For each table you can also specify a list of excludes. Each entry has to be a field name which contains a list of exclude patterns. If one of these patterns matches, the whole table row won’t be anonymized.

Example:

tables:
 - auth_user:
    primary_key: id
    fields:
     - first_name:
        provider:
          name: clear
    excludes:
     - email:
       - "\\S[^@]*@example\\.com"

This will exclude all data from the table auth_user that have an email field which matches the regular expression pattern (the backslash is to escape the string for YAML).

chunk_size

Defines how many data rows should be fetched for each iteration of anonymizing the current table. The default is 2000.

Example:

tables:
 - auth_user:
    chunk_size: 5000
    fields: ...

Field level

provider

Providers are the tools, which means functions, used to alter the data within the database. You can specify on field level which provider should be used to alter the specific field. The reference a provider you will have can use the name attribute.

Example:

tables:
 - auth_user:
    fields:
     - first_name:
        provider:
          name: set
          value: "Foo"

For a complete list of providers see the next section.

append

This argument will append a value at the end of the altered value:

Example usage:

tables:
 - auth_user:
    fields:
     - email:
        provider:
          name: md5
        append: "@example.com"

Provider

choice

This provider will define a list of possible values for a database field and will randomly make a choice from this list.

Arguments:

  • values: All list of values

Example usage:

tables:
 - auth_user:
    fields:
     - first_name:
        provider:
          name: choice
          values:
            - "John"
            - "Lisa"
            - "Tom"

clear

Arguments: none

The clear provider will set a database field to null.

Note

But remember, that you can set fields to null only if the database field allows null values.

Example usage:

tables:
 - auth_user:
    fields:
     - first_name:
        provider:
          name: clear

fake

Arguments: none

pganonymize supports all providers from the Python library Faker. All you have to do is prefix the provider with fake and then use the function name from the Faker library, e.g:

  • fake.first_name
  • fake.street_name

Note

Please note: using the Faker library will generate randomly generated data for each data row within a table. This will dramatically slow down the anonymization process.

Example usage:

tables:
 - auth_user:
    fields:
     - email:
        provider:
          name: fake.email

See the Faker documentation for a full set of providers.

mask

Arguments:

  • sign: The sign to be used to replace the original characters (default X).
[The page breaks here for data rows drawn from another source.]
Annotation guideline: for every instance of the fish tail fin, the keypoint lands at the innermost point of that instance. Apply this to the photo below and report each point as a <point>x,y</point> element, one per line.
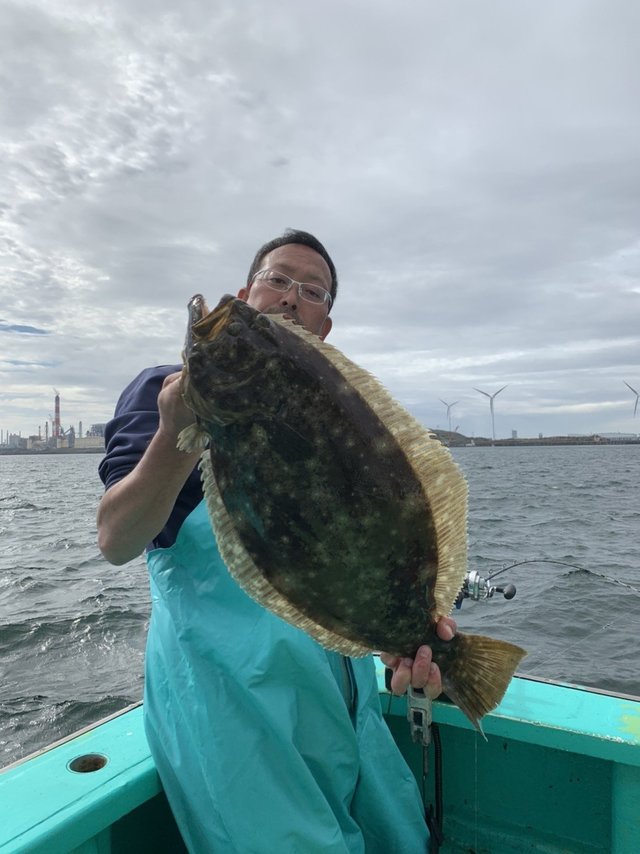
<point>476,673</point>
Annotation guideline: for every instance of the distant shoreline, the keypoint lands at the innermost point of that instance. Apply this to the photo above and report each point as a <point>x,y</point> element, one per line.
<point>452,440</point>
<point>31,452</point>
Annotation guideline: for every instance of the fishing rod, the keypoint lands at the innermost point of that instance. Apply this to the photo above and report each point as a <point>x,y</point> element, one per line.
<point>476,587</point>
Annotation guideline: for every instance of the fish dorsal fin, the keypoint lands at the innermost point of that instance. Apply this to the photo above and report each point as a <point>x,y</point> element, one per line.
<point>249,577</point>
<point>442,480</point>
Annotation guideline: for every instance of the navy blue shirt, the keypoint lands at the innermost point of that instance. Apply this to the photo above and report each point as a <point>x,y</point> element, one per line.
<point>127,436</point>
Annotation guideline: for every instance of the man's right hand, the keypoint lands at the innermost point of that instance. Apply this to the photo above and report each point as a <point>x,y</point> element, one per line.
<point>174,413</point>
<point>134,510</point>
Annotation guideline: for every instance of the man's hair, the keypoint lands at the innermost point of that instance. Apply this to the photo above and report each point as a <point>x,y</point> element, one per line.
<point>303,238</point>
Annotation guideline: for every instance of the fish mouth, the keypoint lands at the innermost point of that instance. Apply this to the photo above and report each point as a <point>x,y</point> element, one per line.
<point>206,325</point>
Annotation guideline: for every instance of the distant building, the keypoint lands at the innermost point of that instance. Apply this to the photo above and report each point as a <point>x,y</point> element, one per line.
<point>90,442</point>
<point>618,437</point>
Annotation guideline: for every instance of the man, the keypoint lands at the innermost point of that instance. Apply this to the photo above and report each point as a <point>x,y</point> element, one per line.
<point>263,740</point>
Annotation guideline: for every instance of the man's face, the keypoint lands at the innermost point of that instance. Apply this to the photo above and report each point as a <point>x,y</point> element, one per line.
<point>304,265</point>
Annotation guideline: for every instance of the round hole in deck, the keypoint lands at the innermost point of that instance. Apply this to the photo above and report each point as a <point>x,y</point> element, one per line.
<point>88,762</point>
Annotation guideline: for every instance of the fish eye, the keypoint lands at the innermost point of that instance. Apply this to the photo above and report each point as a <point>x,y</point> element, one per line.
<point>262,321</point>
<point>234,328</point>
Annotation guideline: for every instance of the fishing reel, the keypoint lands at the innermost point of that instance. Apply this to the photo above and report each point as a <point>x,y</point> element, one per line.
<point>476,587</point>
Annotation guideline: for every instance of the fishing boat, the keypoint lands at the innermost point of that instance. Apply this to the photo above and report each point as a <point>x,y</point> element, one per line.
<point>557,771</point>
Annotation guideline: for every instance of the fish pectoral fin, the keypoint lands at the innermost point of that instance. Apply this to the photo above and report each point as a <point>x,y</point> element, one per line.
<point>193,438</point>
<point>477,675</point>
This provider will replace each character with a static sign.

Example usage:

tables:
 - auth_user:
    fields:
     - last_name:
        provider:
          name: mask
          sign: '?'

md5

Arguments:

  • as_number (default False): Return the MD5 hash as an integer.
  • as_number_length (default 8): The length of the integer representation.
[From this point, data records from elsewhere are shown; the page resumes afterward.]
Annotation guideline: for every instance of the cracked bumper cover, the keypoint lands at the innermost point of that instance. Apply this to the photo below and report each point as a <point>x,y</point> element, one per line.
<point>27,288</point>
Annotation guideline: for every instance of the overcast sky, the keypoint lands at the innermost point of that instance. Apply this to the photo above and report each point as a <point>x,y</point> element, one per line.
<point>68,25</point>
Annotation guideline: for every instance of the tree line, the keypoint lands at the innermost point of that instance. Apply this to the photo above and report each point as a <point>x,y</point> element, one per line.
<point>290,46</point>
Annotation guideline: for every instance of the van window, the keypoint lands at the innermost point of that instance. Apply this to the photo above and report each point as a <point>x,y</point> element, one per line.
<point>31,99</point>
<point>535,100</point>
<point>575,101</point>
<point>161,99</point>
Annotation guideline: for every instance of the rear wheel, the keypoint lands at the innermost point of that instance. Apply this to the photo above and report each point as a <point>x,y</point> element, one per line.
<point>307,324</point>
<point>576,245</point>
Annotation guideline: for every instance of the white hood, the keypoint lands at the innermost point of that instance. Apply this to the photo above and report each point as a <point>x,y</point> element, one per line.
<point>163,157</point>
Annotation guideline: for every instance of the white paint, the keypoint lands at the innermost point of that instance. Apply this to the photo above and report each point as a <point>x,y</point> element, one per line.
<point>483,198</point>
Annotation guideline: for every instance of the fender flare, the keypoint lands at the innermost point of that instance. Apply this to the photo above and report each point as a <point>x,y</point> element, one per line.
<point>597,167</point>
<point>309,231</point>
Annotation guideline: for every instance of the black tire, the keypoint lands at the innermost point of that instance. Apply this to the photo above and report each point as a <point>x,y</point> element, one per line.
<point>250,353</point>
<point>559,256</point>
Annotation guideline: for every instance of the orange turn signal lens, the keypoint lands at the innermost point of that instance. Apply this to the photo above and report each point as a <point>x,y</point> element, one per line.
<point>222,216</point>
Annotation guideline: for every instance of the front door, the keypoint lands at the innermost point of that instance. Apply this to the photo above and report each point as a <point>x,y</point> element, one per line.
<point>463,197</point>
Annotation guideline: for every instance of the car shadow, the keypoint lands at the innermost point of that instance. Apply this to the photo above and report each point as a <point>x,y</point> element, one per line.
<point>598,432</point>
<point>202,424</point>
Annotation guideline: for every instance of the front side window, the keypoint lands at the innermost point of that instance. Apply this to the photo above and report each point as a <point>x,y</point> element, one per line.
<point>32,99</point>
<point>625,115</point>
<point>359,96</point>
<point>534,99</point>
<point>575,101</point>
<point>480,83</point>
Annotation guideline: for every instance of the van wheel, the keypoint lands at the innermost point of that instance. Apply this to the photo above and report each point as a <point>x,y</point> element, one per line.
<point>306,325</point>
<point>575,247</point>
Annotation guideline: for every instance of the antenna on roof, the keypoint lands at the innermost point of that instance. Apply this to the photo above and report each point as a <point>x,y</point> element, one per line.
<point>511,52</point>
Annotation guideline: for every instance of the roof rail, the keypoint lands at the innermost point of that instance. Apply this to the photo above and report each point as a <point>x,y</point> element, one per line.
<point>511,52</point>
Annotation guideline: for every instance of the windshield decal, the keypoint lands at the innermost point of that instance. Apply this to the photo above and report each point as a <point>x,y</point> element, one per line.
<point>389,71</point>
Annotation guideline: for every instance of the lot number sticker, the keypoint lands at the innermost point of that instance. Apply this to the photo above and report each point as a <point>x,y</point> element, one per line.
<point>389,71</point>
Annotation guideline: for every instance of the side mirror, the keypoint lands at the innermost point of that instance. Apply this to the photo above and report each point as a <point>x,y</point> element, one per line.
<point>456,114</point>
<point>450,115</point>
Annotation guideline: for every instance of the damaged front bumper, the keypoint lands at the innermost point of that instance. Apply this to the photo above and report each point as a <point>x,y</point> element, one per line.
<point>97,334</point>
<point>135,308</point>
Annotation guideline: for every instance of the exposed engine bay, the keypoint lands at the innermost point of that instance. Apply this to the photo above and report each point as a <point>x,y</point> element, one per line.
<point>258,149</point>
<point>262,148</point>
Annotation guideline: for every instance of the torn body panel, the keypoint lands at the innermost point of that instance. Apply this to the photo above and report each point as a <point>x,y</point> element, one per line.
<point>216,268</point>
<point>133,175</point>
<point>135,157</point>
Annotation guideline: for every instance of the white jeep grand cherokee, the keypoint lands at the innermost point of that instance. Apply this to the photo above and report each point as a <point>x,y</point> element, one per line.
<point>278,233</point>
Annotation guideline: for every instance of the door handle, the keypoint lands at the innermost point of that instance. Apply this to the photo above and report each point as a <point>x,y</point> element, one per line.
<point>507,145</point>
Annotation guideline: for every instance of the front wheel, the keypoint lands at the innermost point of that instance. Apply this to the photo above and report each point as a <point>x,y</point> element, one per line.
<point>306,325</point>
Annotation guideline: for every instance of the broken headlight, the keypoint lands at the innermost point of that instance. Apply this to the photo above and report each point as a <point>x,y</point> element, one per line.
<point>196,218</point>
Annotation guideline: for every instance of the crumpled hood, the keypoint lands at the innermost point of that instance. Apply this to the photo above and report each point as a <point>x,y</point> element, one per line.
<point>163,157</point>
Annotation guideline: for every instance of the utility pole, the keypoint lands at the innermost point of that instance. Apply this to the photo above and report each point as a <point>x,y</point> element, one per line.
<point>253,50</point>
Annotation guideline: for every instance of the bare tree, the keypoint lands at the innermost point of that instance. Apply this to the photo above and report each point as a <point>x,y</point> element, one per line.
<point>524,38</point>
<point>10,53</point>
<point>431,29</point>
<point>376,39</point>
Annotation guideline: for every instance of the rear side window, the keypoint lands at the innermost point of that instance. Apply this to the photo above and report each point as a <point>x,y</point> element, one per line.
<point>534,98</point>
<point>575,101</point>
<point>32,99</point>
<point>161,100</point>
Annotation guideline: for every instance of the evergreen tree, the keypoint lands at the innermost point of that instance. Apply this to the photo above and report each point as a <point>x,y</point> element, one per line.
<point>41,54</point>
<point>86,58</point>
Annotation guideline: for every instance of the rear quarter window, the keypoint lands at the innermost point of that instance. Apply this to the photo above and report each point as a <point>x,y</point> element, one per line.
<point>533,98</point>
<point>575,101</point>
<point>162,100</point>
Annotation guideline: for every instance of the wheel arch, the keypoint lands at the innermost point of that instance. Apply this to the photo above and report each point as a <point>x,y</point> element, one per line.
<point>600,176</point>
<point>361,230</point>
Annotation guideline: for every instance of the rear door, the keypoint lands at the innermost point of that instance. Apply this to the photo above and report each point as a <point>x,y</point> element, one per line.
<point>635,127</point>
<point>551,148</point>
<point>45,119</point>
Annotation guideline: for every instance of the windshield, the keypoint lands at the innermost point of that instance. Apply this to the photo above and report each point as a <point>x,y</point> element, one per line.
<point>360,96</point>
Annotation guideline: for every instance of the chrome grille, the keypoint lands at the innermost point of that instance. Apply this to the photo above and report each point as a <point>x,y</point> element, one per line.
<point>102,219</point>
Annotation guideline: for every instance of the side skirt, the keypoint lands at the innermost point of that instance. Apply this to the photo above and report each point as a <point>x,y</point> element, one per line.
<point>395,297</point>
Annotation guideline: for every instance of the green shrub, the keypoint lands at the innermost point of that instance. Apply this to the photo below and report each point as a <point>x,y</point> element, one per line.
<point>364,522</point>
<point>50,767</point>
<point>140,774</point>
This provider will hash the given field value with the MD5 algorithm.

Example usage:

tables:
 - auth_user:
    fields:
     - password:
        provider:
          name: md5
          as_number: True

set

Arguments:

  • value: The value to set

Example usage:

tables:
 - auth_user:
    fields:
     - first_name:
        provider:
          name: set
          value: "Foo"

The value can also be a dictionary for JSONB columns:

tables:
 - auth_user:
    fields:
     - first_name:
        provider:
          name: set
          value: '{"foo": "bar", "baz": 1}'

uuid4

Arguments: none

This provider will replace values with a unique UUID4.

Note

The provider will only generate native UUIDs. If you want to use UUIDs for character based columns, use fake.uuid4 instead.

Example usage:

tables:
 - auth_user:
    fields:
     - first_name:
        provider:
          name: uuid4